Wily Girls. . . Girls With Wiles. . .

When I was eleven-- during the thaw after the Great Ice Age-- and in pubescent turmoil over the whole how-to-get-the-boy-to-like-me thing, I did what most young girls have better sense than to do: I asked my mother.

"What do you have to do to get a boy to like you?" I said, my head filled with visions of blue-eyed, auburn-haired Rodney McClanahan, who sat behind me in Mr. Childress's sixth grade class. My mother, being the closest thing to a fount of all things wise and feminine I had available to me, leaned close and whispered: "You just have to use your feminine wiles."

I knew then and there I was in deep sh*t. Because I didn't have clue what she was talking about. It took fifteen years for me to realize she didn't know what she was talking about either! She had grown up the eldest of six kids on a depression era farm and had worked her way through college and dated mostly via air mail through WWII. She was about as "wily" a female as Ma Kettle. But the fact that she'd hooked up with my tall, handsome dad gave her "creds" with me, so I kept trying to discover my elusive and clearly underdeveloped "wiles."

From watching TV, movies, and my numerous cheerleading cousins, I gradually learned that smiling, eye-batting, giggling, and fitting into a size 4 were involved. Oh, and blonde hair. My mother wouldn't let me go blonde or get contacts, I was a hopeless size 14, and-- worse-- I had a reputation for being smart. Three strikes. I couldn't wile and beguile boys, so I decided to compete with them. And I won. sigh.
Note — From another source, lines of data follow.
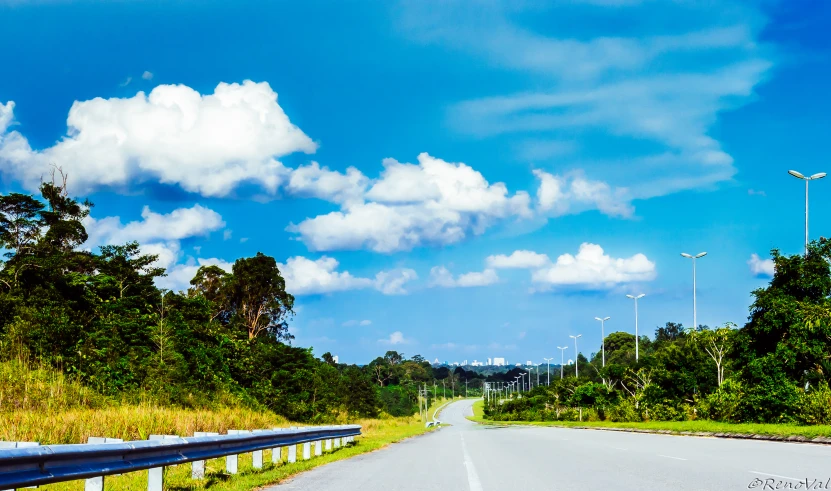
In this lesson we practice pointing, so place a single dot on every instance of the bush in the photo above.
(815, 405)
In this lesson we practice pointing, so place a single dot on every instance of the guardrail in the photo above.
(37, 465)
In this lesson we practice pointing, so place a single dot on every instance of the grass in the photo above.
(676, 427)
(43, 405)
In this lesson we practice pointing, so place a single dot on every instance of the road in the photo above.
(468, 456)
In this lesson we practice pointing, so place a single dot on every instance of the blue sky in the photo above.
(450, 179)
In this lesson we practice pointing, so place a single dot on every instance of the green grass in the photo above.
(676, 427)
(376, 434)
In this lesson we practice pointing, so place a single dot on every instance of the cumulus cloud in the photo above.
(432, 202)
(592, 268)
(176, 225)
(561, 195)
(761, 268)
(602, 88)
(392, 282)
(320, 182)
(518, 259)
(309, 277)
(395, 338)
(441, 276)
(207, 144)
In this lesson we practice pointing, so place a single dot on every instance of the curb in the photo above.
(819, 440)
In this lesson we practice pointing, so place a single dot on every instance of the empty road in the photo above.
(468, 456)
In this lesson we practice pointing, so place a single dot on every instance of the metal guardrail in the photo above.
(32, 466)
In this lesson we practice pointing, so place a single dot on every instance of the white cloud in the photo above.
(319, 182)
(441, 276)
(433, 202)
(392, 282)
(176, 225)
(518, 259)
(559, 195)
(395, 338)
(207, 144)
(762, 268)
(307, 277)
(592, 268)
(603, 89)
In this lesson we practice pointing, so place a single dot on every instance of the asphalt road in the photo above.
(467, 456)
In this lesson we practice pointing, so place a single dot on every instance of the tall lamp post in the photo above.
(689, 256)
(799, 175)
(603, 336)
(548, 370)
(576, 355)
(636, 321)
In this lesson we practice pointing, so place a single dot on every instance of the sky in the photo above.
(459, 180)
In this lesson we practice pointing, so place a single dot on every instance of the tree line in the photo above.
(99, 317)
(776, 368)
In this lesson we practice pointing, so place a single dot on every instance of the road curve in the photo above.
(468, 456)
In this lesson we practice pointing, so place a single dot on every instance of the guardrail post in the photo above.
(276, 452)
(198, 466)
(155, 476)
(97, 483)
(18, 445)
(257, 455)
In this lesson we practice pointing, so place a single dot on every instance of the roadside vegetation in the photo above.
(774, 369)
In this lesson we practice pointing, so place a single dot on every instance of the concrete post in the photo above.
(198, 466)
(155, 476)
(232, 461)
(257, 455)
(97, 483)
(18, 445)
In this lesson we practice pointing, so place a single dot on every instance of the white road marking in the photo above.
(472, 477)
(775, 475)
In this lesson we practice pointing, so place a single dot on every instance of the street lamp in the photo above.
(699, 255)
(548, 370)
(798, 175)
(636, 321)
(603, 336)
(577, 353)
(562, 350)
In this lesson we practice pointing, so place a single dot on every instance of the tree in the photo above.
(716, 343)
(256, 294)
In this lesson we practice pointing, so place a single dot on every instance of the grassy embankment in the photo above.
(45, 406)
(675, 427)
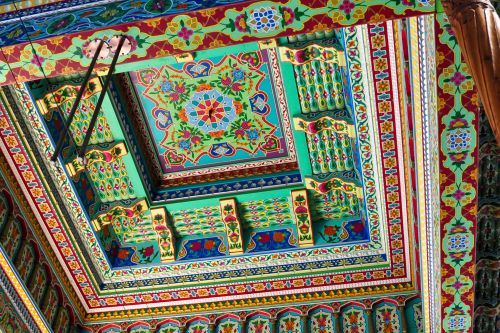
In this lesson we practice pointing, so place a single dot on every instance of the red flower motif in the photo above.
(240, 23)
(174, 97)
(460, 122)
(196, 246)
(288, 15)
(346, 6)
(180, 88)
(122, 254)
(457, 78)
(312, 128)
(357, 227)
(330, 230)
(148, 251)
(226, 80)
(195, 139)
(209, 244)
(458, 195)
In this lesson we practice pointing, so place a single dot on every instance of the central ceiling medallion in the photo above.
(209, 121)
(210, 111)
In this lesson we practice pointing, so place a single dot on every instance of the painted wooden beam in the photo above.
(200, 30)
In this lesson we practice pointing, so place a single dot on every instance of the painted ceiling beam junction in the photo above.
(81, 152)
(76, 103)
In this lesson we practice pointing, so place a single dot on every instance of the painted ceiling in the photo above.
(225, 176)
(215, 169)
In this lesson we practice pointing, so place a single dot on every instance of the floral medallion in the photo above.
(211, 111)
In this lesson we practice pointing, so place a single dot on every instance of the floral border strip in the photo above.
(209, 28)
(386, 99)
(458, 113)
(10, 282)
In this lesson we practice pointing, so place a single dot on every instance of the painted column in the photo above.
(404, 324)
(371, 326)
(336, 316)
(458, 120)
(305, 321)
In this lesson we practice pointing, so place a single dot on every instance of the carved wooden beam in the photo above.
(477, 28)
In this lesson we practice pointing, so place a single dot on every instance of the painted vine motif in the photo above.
(459, 114)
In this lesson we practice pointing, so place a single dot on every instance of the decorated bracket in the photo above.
(311, 53)
(92, 156)
(233, 225)
(267, 44)
(303, 219)
(115, 214)
(335, 181)
(67, 93)
(165, 235)
(312, 124)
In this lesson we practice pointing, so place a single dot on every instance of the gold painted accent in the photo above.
(351, 131)
(307, 225)
(104, 219)
(232, 305)
(184, 57)
(42, 107)
(359, 192)
(22, 293)
(312, 184)
(166, 241)
(288, 55)
(419, 156)
(31, 219)
(267, 44)
(237, 241)
(101, 71)
(92, 156)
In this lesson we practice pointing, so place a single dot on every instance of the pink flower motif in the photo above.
(236, 87)
(458, 195)
(185, 33)
(457, 78)
(174, 97)
(226, 80)
(346, 6)
(239, 133)
(312, 128)
(37, 60)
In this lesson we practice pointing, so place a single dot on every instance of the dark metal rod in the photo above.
(79, 95)
(83, 148)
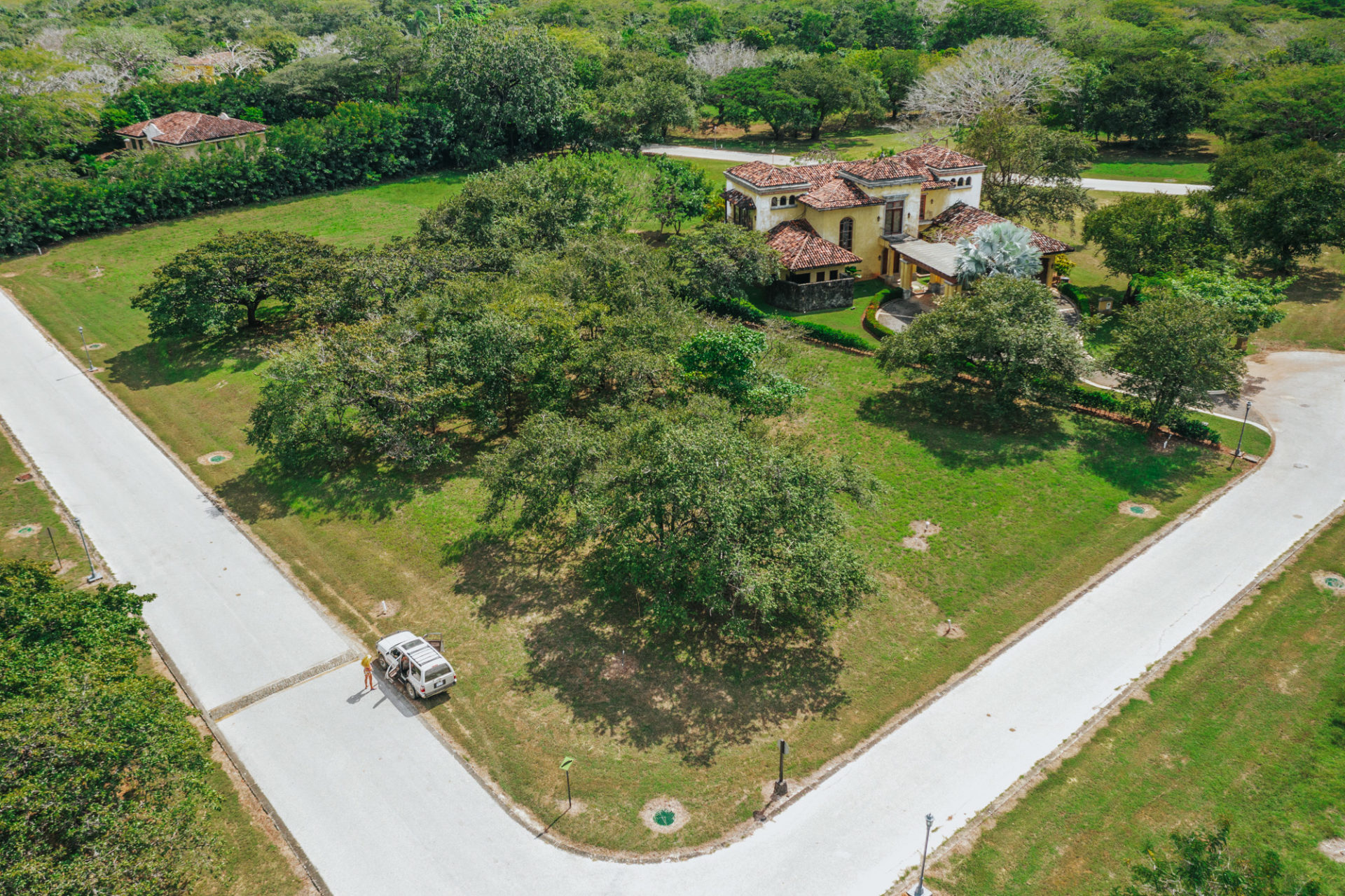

It took me until halfway through college to quit approaching the whole "girl-boy" thing as an acquisition problem and begin thinking of it as an enjoyable interpersonal opportunity. It took still longer for me to realize if I could make a guy laugh, he was halfway to being mine. Then, of course, it took even longer for me to figure out how to get rid of the ones I hadn't actually INTENDED to make laugh. . .

The best (and most infuriating) advice I ever got: be yourself and be happy being yourself. The worst advice: never let a guy know how smart you are or how much you like them.

So what do you say? What was the best/worst advice you have gotten on dating and relations between the sexes? And can anybody enlighten me on that whole "feminine wiles" thing? Ooooh. . . and here's another one. . . what is the difference in dating/relationships when you're in your twenties and when you're (ahem) "older?" I just went through all of that and I still don't get it!!!

3 Comments:

At 11:57 PM, Blogger amy kennedy said...

On my first day of junior high my mother said to me, "Older boys might like you." I guess that was more her sex talk than advice.

But she did come up with a good one the summer after my first year at college, "Don't look like you're looking for something--when you're not looking for it, it will come."

That second one actually worked--sometimes, even to this day it works--when I don't want it to!

 
At 9:35 AM, Blogger Unknown said...

Yes, yes, yes! My mother used that one, too. "When you're not looking for it, that's when it will happen." I think she was talking about love then. . . either that or winning the lottery. And yes, it really does work-- especially when you don't want it to! Thanks for giving me a memory and a good laugh!

 
At 10:45 AM, Blogger amy kennedy said...

Speaking of feminine wiles, I had a girlfriend in high school who did not a classic beauty--or even a classic cutie, but she had that
*something* that some girls have--the boys would flock around her.

She was my friend and I thought she was great--but I didn't/couldn't understand what she had--I would look at myself in the mirror and think--what is wrong with me?

I'm pretty sure what she had was the complete and total understanding of her own power--she had confidence AND an expectation of the boys wanting her.